Key Takeaways:
- The amendments to Section 144 of the Delaware General Corporation law create a safe harbor for controller transactions approved by a special committee or a majority of disinterested stockholders.
- The amendments to Section 144 also provide definitions for controlling stockholder and disinterested director.
- Amendments to Section 220 now strictly define what corporate books and records a stockholder can inspect (in addition to a stock ledger and list of stockholders).
Last week, the Delaware Governor signed a bill amending Section 144 of Delaware General Corporation Law (“DGCL”) to create a safe harbor from litigation for transactions between corporations and their controlling stockholders. The law also amends certain sections of Section 220 of the DGCL, which allows stockholders to obtain access to certain books and records of the corporation.
Under prior precedent, transactions between corporations and their controlling stockholders were subject to Entire Fairness Review (Delaware’s most stringent standard of review requiring a fair price and fair process) unless those transactions were approved by both a special committee of disinterested directors and a majority of disinterested stockholders. A board of directors needed to implement these protections from the start of negotiations and the special committee needed to be fully independent of the controller. As for the stockholder vote, controller transactions needed to be approved by a majority of outstanding shares held by disinterested stockholders who were fully informed and uncoerced.
Under the new law, approval of both a special committee of disinterested directors and a majority of disinterested stockholders is no longer required. The new law only requires approval from either of these options. Moreover, for the safe harbor to apply, only a majority of the special committee needs to be independent.
The new Section 144 also lowers the threshold for approval of a controlling stockholder transaction by disinterested stockholders, from a majority of outstanding shares held by disinterested stockholders to a majority of votes cast by disinterested stockholders. And this condition no longer needs to be in place at the start of the transaction. For stockholder approval to be effective, the transaction needs to be conditioned upon the disinterested stockholder vote at the time it is submitted to stockholders.
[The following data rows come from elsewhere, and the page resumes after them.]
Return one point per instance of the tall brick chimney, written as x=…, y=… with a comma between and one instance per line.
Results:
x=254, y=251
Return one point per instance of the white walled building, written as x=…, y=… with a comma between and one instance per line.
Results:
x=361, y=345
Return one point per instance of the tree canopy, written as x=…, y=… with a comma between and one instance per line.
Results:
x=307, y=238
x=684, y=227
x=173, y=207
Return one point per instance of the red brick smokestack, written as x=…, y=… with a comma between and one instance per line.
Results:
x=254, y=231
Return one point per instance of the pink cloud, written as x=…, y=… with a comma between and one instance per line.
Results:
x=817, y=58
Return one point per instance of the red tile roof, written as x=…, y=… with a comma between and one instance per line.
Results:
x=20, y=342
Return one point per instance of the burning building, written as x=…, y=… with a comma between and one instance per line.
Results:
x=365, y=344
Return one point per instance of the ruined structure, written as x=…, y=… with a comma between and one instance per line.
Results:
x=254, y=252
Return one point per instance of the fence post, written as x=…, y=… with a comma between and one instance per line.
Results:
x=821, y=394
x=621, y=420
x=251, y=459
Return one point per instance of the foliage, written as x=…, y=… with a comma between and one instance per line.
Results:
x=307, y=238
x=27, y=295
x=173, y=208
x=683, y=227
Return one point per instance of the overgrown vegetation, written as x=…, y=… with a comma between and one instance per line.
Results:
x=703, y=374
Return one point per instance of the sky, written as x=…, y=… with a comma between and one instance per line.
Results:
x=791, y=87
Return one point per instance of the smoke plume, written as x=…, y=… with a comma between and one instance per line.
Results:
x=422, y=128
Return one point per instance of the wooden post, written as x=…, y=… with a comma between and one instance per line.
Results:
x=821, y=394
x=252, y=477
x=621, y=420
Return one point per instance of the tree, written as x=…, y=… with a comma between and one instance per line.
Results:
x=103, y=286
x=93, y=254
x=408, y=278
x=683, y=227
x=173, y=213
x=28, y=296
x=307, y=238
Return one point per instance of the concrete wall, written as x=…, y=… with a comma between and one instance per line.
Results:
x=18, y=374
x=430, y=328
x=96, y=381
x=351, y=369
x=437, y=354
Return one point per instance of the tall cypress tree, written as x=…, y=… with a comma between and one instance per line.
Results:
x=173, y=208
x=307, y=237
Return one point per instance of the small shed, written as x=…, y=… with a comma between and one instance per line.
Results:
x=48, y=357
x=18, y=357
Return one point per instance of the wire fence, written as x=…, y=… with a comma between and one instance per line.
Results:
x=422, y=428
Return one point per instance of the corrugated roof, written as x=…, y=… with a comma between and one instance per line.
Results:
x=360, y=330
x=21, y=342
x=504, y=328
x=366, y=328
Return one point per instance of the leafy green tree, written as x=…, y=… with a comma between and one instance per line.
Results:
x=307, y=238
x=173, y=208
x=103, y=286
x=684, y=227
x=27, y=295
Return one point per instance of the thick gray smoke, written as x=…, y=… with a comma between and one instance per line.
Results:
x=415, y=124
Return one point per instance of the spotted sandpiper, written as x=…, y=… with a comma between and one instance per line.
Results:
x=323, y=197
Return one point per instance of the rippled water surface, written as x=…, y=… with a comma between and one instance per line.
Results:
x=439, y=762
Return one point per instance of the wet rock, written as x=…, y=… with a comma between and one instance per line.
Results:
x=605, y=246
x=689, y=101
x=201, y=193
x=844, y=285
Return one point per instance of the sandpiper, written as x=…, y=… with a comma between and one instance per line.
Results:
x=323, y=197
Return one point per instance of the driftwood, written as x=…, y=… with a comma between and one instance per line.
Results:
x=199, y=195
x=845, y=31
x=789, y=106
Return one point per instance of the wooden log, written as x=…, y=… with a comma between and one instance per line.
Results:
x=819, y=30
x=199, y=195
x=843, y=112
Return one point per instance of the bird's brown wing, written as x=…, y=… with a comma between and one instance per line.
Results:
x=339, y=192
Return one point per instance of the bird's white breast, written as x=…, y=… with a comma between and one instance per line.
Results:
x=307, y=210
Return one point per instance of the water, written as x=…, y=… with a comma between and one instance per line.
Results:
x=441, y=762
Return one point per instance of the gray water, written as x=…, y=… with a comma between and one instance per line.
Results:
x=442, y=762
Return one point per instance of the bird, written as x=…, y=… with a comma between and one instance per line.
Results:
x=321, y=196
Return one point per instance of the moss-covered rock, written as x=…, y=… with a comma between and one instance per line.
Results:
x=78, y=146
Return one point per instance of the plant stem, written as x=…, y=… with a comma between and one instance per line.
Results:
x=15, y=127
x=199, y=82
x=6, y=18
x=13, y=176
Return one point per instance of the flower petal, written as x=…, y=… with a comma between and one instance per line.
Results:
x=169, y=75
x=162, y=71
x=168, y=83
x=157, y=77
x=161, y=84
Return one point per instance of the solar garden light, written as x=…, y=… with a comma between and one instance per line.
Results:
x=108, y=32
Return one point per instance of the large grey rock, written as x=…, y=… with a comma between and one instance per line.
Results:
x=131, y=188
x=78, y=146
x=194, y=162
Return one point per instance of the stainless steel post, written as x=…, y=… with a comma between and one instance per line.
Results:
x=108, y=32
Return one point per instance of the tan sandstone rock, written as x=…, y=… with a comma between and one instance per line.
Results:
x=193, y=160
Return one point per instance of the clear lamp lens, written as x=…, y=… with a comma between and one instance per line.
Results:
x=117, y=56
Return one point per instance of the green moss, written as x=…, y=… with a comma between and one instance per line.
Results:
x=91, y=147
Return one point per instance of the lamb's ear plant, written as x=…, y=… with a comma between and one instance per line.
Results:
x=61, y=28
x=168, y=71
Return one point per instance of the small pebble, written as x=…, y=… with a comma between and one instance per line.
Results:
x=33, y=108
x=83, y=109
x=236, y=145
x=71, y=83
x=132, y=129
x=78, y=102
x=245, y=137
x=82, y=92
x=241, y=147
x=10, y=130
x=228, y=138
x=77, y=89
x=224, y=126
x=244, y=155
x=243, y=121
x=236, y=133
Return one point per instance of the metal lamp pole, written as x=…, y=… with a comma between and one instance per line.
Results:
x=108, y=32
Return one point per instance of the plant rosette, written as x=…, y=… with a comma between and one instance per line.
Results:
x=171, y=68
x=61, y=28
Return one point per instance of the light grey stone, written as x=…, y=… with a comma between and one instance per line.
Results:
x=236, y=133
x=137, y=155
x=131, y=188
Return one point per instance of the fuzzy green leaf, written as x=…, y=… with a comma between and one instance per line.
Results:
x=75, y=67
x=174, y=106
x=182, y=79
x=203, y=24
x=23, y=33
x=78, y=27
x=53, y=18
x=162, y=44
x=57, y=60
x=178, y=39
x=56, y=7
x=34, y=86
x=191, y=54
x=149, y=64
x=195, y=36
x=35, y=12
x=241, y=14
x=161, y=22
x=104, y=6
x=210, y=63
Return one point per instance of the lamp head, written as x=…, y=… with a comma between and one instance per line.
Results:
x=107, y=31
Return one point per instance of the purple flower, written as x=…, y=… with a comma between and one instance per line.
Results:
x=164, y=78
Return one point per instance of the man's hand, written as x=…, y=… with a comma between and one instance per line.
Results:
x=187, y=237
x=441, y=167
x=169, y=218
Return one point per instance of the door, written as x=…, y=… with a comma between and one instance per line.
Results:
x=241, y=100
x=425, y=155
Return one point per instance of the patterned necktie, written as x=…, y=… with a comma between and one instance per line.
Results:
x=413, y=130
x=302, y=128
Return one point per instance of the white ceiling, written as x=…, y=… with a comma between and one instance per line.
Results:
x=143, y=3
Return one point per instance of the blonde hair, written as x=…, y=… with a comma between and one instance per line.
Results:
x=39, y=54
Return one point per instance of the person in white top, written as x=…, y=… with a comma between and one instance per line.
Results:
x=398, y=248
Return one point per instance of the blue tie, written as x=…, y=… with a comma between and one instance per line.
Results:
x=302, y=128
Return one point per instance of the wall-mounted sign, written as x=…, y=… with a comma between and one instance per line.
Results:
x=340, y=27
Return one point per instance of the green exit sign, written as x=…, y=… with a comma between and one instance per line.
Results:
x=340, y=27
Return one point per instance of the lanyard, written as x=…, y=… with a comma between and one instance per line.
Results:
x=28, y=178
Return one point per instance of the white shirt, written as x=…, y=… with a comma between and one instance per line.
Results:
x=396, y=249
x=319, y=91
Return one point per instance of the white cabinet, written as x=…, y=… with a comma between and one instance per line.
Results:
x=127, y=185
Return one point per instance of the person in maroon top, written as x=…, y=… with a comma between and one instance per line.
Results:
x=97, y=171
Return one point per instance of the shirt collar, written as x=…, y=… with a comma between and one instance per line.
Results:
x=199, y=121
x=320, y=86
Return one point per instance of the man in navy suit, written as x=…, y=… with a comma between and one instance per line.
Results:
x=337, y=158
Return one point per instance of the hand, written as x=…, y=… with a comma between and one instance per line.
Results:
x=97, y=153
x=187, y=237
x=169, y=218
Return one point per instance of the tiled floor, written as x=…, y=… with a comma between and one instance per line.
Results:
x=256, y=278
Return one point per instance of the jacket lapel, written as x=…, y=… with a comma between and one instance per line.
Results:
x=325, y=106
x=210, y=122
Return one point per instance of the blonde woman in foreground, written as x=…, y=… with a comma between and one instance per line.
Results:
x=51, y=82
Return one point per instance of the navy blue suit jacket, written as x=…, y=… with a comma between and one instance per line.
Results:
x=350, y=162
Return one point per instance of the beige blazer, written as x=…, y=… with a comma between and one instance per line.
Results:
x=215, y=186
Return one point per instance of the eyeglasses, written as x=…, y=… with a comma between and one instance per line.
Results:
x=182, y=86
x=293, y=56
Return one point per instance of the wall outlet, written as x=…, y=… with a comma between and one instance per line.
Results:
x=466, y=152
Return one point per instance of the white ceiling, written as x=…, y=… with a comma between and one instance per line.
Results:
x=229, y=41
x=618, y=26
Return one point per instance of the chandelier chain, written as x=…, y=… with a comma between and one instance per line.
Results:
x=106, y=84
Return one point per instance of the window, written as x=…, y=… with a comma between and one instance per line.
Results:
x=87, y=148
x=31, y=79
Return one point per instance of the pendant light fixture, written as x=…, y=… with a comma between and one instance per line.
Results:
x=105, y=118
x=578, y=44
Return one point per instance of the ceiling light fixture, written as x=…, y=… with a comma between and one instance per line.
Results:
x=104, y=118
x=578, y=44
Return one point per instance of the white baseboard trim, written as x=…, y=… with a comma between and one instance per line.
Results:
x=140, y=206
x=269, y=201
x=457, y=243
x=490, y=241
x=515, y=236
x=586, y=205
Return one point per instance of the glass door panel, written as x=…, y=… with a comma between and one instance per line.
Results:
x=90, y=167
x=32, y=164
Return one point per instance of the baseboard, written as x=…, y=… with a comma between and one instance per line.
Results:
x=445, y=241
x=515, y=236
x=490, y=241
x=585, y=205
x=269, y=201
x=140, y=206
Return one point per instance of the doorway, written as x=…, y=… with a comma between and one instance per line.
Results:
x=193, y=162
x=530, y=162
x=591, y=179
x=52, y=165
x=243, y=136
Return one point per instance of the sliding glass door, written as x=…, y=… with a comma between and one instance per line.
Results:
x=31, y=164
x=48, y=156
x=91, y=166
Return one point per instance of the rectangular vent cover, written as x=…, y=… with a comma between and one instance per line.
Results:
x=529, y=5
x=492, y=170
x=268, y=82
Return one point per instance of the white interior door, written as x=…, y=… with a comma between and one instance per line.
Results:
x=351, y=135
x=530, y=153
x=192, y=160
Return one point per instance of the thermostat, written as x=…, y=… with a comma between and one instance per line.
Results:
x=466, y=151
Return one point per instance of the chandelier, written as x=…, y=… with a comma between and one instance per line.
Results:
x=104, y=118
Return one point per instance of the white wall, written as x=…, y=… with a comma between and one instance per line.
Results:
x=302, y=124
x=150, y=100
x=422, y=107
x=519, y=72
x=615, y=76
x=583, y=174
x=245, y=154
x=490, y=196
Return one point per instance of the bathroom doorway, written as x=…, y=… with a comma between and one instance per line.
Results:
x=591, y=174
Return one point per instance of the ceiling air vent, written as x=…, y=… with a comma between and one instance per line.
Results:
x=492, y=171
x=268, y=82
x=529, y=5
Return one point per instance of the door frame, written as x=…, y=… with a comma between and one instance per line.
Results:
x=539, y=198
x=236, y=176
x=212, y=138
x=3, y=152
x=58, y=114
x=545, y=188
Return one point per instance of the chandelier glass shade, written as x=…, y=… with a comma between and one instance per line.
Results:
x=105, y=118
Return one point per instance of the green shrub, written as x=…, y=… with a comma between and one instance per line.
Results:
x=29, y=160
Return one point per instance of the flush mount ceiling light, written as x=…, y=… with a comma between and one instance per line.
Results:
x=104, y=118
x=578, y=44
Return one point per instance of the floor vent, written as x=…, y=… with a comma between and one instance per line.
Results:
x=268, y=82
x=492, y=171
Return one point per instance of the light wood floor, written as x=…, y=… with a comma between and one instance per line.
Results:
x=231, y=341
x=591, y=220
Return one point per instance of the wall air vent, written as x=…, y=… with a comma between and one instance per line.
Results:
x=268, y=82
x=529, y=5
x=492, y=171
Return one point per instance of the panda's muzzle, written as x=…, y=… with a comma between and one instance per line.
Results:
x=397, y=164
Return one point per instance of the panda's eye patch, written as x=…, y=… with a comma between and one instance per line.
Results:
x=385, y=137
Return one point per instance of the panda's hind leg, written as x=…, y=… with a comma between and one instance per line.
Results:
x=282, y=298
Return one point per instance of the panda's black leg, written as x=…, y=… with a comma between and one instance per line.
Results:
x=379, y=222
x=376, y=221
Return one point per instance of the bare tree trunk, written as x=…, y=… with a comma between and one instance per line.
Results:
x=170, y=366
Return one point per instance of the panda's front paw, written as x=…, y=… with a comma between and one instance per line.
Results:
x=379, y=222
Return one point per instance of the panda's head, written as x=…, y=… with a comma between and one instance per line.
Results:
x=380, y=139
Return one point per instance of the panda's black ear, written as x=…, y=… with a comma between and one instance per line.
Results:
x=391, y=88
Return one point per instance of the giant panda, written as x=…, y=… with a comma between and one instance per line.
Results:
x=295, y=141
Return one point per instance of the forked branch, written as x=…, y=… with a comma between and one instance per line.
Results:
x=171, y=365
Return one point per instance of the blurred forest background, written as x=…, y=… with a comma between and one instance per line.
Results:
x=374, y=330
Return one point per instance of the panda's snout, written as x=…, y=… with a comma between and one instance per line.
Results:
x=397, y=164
The amendments to Section 144 also codify “controlling” stockholder and “disinterested” director, terms that were previously subject to judicial interpretation based on the unique facts of each case. A controlling stockholder is now defined as (1) a stockholder with majority voting power, (2) a stockholder with the contractual power to cause the election of a majority of board of directors, or (3) a stockholder with the equivalent of majority voting power by “virtue of ownership or control of at least one-third in voting power of the outstanding stock of the corporation entitled to vote generally in the election of directors or in the election of directors who have a majority in voting power of the votes of all directors on the board of directors and power to exercise managerial authority over the business and affairs of the corporation.” A disinterested director is defined as a director “who is not a party to the [relevant act or transaction] and does not have a material interest in the [relevant act or transaction] or a material relationship with a person that has a material interest in the [relevant act or transaction].”
Finally, the new law amends Section 220 of the DGCL to clarify the scope of the company’s books and records that a stockholder is entitled to inspect. Section 220 now defines books and records as (1) certificates of incorporation, (2) bylaws, (3) minutes of stockholder meetings and consent of action taken by stockholders without a meeting, (4) all communications to stockholders, (5) minutes of any meeting of the board of directors or any committee of the board, (6) materials provided to the board of directors in connection with actions taken by the board,(7) annual financial statements of the corporation, (8) stockholder agreements under DGCL Section 122, and (9) director and office questionnaires. A court is allowed to order the production of documents outside of this definition, but only in very limited circumstances.
The amendments to Section 220 limit the period from which stockholders can obtain minutes and signed consents from stockholder meetings, communications to stockholders, and annual financial statements to three years preceding the demand. The law also requires stockholders to allege their purpose for seeking books and records with “reasonable particularity.”
The Delaware Governor said the new law will ensure “clarity and predictability, balancing the interests of stockholders and corporate boards.” While there has been much debate in Delaware about whether the new law evenly balances the interest of stockholders and corporate boards, the new law is clearly designed to provide more clarity and predictability for Delaware corporations by limiting court scrutiny of potentially conflicted controlling stockholder transactions and stockholder demands for company records.